As someone with present experience of this product I would like to advise people that despite Rabodirect advertising their credit account as similar to a credit card with a revolving line of credit (as per their above post) "that you only draw down as you need and you can top it up within your limit as it suits" this is not actually what happens in reality. I tried to draw down an additional amount within my approved Rabodorect credit limit and was declined despite my perfect ICB profile, small mortgage, minimal borrowing and good salary. The theory that this is a revolving credit limit seems to me to be a ploy sell their product, in reality it is no different to a personal loan and since their interest rate is not as competitive as others than anyone considering this product would be better off going elsewhere.


----------



## nexus (22 Dec 2008)

Could someone help me with this question please?

I wish to apply for this product and use it to consolidate 2 other loans and cc.
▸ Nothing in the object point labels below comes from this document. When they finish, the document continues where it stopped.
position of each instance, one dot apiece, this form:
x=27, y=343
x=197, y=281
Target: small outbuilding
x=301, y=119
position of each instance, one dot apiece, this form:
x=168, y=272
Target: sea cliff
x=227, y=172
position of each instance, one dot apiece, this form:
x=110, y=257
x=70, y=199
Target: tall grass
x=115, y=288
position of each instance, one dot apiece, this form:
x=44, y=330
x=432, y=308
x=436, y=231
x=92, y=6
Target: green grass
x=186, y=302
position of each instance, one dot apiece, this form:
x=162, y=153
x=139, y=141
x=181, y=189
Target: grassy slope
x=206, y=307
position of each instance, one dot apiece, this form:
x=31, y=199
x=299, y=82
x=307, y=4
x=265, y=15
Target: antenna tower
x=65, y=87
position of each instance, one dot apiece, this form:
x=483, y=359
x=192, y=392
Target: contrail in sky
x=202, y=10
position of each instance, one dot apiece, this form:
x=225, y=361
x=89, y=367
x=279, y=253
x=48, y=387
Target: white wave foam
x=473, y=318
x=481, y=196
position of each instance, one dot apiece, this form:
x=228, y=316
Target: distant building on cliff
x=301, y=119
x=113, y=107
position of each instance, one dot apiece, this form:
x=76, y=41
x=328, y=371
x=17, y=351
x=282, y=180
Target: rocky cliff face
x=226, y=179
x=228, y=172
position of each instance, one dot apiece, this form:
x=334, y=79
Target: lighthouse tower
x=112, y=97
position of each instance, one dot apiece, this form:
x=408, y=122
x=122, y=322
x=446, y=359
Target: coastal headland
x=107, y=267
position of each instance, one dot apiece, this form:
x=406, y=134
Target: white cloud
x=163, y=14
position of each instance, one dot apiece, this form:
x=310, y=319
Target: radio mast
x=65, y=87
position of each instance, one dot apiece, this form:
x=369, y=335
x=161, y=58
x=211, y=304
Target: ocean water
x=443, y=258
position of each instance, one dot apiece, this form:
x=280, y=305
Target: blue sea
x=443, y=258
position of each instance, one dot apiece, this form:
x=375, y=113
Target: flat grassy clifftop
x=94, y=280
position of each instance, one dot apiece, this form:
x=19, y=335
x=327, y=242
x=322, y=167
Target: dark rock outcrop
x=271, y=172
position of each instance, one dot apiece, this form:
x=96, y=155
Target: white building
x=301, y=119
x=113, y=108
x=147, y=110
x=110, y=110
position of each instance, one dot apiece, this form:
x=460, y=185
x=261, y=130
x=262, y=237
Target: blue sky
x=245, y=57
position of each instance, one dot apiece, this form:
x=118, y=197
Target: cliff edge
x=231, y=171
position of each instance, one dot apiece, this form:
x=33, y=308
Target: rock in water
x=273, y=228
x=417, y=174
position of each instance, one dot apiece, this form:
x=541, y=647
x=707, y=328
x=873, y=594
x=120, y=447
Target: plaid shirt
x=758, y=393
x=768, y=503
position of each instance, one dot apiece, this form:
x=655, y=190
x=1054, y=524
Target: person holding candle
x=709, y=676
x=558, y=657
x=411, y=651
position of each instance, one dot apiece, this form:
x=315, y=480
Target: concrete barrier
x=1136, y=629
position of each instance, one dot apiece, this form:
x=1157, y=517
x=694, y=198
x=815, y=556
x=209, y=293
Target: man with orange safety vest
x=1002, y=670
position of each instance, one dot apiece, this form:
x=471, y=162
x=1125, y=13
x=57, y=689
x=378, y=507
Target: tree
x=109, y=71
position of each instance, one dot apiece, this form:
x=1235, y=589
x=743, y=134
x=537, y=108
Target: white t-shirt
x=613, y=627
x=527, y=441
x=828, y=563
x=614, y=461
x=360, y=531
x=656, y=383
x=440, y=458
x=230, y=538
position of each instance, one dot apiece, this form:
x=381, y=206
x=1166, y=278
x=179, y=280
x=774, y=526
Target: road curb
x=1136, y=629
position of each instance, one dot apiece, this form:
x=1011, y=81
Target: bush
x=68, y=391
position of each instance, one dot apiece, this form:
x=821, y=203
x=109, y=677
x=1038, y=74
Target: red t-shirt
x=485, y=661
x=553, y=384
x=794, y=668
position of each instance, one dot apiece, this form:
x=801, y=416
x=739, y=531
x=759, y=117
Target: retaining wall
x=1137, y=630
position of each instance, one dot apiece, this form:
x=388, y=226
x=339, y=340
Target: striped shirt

When i go to fill in the app box it asks for existing outgoings etc so obviously if i put in my current outgoings it says i am not eligible... If i leave the repayments out of the form obviously i am then eligible but am afraid this would be seen as being untruthful (which i am not)

If i applied for and got this deal i would save 600+ a month on repayments so obviously i am very interested. 

I tired contacting rabobank by email etc but no reply...


----------



## din0saur (3 Jul 2009)

from the beginning of July 2009, [broken link removed] to new applicants


----------